Tobacco Firm Considered Buying Nicotine Patch Maker

Associated Press

Brown & Williamson executives urged the company to buy a nicotine patch maker so it could profit from its customers’ attempts to quit smoking, “60 Minutes” reported Sunday.

The CBS news show said it learned of the proposal from documents from British American Tobacco PLC, a London-based company that owns Brown & Williamson Tobacco Corp of The Louisville, Ky.

While some of the unidentified executives were urging the company to buy a patch company, at least one warned against making such a move.

“If we did anything which suggests we were simply in the nicotine delivery business, we would run a serious risk of facing FDA jurisdiction,” the executive wrote in a memo to the company’s chief executive officer.

Nicotine patches, used to help people quit smoking, are regulated by the Food and Drug Administration.

The executive also wrote that the implications of owning a nicotine patch business posed a “potential major threat to our business.” Those threats were the possibility of FDA regulation and the likelihood of lawsuits, “60 Minutes” reported.

Sunday’s telecast also included an interview with Dr.
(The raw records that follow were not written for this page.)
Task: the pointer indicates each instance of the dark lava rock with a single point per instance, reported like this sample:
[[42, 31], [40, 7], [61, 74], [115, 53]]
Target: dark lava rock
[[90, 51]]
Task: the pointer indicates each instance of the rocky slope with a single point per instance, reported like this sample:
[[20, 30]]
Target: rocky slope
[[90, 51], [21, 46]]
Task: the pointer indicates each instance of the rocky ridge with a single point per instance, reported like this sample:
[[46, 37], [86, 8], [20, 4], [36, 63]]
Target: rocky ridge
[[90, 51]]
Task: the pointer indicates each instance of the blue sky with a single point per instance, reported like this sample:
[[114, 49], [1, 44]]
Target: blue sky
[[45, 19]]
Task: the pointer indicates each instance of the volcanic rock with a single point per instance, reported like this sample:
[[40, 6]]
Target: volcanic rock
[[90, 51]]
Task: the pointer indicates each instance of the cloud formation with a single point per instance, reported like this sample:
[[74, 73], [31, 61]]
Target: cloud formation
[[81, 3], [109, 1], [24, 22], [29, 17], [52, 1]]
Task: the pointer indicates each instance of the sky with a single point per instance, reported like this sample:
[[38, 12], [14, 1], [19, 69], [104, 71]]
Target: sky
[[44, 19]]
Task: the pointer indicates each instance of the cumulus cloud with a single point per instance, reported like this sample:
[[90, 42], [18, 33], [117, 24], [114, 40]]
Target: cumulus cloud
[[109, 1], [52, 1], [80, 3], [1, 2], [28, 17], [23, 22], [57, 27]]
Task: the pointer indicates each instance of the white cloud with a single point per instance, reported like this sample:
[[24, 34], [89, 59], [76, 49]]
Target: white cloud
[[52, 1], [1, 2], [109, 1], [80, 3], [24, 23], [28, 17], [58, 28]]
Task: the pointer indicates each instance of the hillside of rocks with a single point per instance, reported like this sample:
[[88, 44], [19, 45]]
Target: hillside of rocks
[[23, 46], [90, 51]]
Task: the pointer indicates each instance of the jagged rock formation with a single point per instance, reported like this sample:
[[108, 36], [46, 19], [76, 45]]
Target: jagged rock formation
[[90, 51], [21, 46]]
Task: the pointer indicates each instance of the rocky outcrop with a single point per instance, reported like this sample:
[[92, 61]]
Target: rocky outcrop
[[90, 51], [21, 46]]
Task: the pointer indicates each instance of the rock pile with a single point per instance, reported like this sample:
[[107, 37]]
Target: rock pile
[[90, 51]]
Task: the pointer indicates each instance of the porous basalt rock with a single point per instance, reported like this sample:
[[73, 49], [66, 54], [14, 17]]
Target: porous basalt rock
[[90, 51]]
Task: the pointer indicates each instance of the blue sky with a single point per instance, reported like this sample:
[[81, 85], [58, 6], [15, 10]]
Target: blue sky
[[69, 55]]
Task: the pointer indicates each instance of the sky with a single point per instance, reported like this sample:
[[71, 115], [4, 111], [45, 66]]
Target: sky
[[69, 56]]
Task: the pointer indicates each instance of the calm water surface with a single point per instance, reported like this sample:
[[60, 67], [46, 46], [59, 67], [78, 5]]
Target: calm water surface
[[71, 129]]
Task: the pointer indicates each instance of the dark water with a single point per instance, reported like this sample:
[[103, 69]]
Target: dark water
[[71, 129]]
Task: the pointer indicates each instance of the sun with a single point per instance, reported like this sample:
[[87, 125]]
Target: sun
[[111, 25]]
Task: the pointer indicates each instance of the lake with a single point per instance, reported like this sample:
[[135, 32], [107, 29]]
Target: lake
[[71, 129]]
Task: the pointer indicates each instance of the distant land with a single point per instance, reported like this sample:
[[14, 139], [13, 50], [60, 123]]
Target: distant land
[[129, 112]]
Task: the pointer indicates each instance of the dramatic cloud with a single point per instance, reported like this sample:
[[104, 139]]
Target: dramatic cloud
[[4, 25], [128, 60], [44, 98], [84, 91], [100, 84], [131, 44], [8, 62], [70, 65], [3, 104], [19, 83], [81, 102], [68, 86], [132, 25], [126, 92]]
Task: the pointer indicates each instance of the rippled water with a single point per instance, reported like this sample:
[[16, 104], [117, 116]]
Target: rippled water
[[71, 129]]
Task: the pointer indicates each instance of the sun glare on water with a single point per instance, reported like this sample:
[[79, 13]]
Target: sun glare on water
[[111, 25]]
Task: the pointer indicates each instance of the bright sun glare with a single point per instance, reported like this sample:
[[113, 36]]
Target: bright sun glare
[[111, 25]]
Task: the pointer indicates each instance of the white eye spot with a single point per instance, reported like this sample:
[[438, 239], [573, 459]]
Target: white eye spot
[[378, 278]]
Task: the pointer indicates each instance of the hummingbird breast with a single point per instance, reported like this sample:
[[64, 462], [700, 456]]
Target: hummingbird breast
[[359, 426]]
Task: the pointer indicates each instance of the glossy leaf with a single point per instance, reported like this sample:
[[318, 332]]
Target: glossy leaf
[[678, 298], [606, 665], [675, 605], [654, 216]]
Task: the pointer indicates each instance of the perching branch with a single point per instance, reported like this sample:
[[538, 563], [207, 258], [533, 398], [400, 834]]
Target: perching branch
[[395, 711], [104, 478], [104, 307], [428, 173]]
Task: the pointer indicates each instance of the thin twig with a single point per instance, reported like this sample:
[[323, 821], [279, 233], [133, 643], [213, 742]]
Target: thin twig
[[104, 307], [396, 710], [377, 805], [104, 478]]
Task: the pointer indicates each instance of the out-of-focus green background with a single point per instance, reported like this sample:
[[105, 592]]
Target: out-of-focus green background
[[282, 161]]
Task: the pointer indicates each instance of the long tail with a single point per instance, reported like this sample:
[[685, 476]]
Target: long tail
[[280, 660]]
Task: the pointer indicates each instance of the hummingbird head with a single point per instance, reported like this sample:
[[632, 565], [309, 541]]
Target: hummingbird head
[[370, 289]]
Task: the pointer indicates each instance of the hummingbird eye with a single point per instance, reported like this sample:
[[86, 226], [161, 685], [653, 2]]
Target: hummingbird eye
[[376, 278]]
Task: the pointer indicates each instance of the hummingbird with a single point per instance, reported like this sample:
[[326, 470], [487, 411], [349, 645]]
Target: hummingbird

Ian Uydess, who worked for 11 years as a senior research scientist for Philip Morris Cos. in Richmond, Va.

Uydess was one of three Philip Morris employees who filed affidavits this week with the FDA, saying Philip Morris, despite public denials, manipulates the nicotine level in its tobacco products.

Uydess, who said he was hired to develop a “safer” cigarette, said he believed that the threat of regulation and lawsuits caused some of his projects to be shut down.

Uydess’ statements and earlier ones from Jeffrey Wigand, the former research chief at B&W, could support the FDA’s efforts to regulate cigarettes and a class-action suit claiming tobacco companies lied to the public about the alleged addictive powers of nicotine.

Wigand has said former company chairman Thomas Sandefur lied to Congress when he testified that he believed nicotine is not addictive. He also said Sandefur rejected making safer cigarettes because it would put the company at “extreme exposure” with its other tobacco products.